Let’s assume the gold juniors’ AISCs don’t improve in Q4, staying at $911 per ounce. It’s actually highly likely they will improve substantially in Q4 as those Q3 production shortfalls at some GDXJ components reverse. So steady costs are conservative. On top of that, assume gold doesn’t bounce in Q4 which is unlikely after such extreme gold-futures selling. Thus gold’s current QTD average of $1251 will hold strong.
This implies the GDXJ junior gold miners will still earn an impressive $340 per ounce in the current dark Q4! While indeed down 19.7% from Q3’s levels, that still represents hefty 27% operating margins. These are very high by almost every other industry’s standards.
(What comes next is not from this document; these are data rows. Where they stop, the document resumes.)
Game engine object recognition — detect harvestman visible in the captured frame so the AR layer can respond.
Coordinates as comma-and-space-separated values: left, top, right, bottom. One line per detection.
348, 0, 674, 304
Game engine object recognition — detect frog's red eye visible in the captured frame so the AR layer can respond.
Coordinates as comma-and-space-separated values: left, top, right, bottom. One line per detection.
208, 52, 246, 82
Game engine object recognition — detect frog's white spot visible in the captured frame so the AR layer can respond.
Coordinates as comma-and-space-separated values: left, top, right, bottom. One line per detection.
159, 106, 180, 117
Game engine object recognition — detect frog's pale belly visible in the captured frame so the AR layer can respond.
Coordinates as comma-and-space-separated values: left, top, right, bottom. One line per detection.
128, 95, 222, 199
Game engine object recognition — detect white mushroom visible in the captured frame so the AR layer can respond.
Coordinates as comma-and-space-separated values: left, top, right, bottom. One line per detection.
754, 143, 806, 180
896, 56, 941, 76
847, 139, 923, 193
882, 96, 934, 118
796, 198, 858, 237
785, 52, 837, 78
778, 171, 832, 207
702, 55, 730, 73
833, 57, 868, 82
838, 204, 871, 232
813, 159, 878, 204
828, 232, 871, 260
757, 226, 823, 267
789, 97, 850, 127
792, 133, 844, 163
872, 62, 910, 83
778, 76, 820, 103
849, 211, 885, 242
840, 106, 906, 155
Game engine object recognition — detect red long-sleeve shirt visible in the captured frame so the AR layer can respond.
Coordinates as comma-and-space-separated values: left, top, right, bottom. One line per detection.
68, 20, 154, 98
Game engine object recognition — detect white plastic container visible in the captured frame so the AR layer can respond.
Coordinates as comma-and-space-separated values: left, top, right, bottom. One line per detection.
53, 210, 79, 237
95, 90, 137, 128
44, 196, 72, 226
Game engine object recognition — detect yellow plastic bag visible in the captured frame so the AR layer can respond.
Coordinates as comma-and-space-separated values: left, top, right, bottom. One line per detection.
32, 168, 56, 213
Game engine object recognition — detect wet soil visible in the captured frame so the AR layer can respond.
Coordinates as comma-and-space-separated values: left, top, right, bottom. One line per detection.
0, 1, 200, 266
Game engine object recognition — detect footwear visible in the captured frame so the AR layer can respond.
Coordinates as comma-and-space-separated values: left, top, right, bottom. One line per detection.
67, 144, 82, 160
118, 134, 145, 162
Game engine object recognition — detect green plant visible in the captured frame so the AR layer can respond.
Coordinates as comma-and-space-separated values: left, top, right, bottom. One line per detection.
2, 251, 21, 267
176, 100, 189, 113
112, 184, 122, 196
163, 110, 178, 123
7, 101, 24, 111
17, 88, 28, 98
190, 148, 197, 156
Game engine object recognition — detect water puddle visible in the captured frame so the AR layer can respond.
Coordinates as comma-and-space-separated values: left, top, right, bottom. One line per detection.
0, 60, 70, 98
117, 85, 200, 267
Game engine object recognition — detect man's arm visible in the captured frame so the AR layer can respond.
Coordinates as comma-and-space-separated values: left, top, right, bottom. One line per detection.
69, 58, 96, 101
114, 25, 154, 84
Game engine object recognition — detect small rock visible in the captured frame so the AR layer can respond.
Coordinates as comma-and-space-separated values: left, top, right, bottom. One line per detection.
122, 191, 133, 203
And when gold inevitably bounces after the heavy futures selling passes as always, the operating profitability of the juniors will again leverage gold’s gains.
Considering the junior-gold sector as represented by GDXJ has plunged 35% at worst in recent months on a likely quarterly-profits drop around just half that, the selling is excessive. It never had anything to do with fundamentals, which remain very strong. The entire massive correction was a sentiment thing, investors and speculators succumbing to their own fear and rushing to sell low instead of acting rationally.
Gold won’t linger near these lows for long, which means neither will the junior gold stocks. Gold tends to be an anti-stock trade. Futures speculators jettisoned gold like crazy since the election because the stock markets and US dollar were both soaring on surprise euphoria after Trump’s win. But when the hard challenges of changing things crush the fantasy, stock markets will roll over again and gold will return to favor.
While investors can certainly buy GDXJ to ride the coming enormous profits growth in the junior miners as gold rebounds, I’ve long preferred handpicking individual stocks. GDXJ suffers from serious over-diversification, which really retards its ultimate potential gains. The best juniors with superior fundamentals will trounce GDXJ, which is why I’d much rather own the best individual stocks and forgo the rest.
The junior gold miners’ fundamentals in recently-reported Q3’16 were very strong and bullish. Despite higher all-in sustaining costs, the higher gold prices still led to improving operating cash flows and exploding accounting profitability. This year the gold juniors have enjoyed a truly amazing fundamental transformation. And it is only just starting like gold’s young bull market, which will soon return.
But unfortunately today most investors and speculators aren’t paying attention to the gold juniors’ strong fundamentals. Instead they are all wrapped up in the fearful prevailing sentiment. That’s a big mistake as always. While the gold juniors’ operating profitability will indeed decrease in Q4 if gold prices stay low, gold’s bull is far from over. When it starts powering higher again on weaker stock markets, juniors will soar.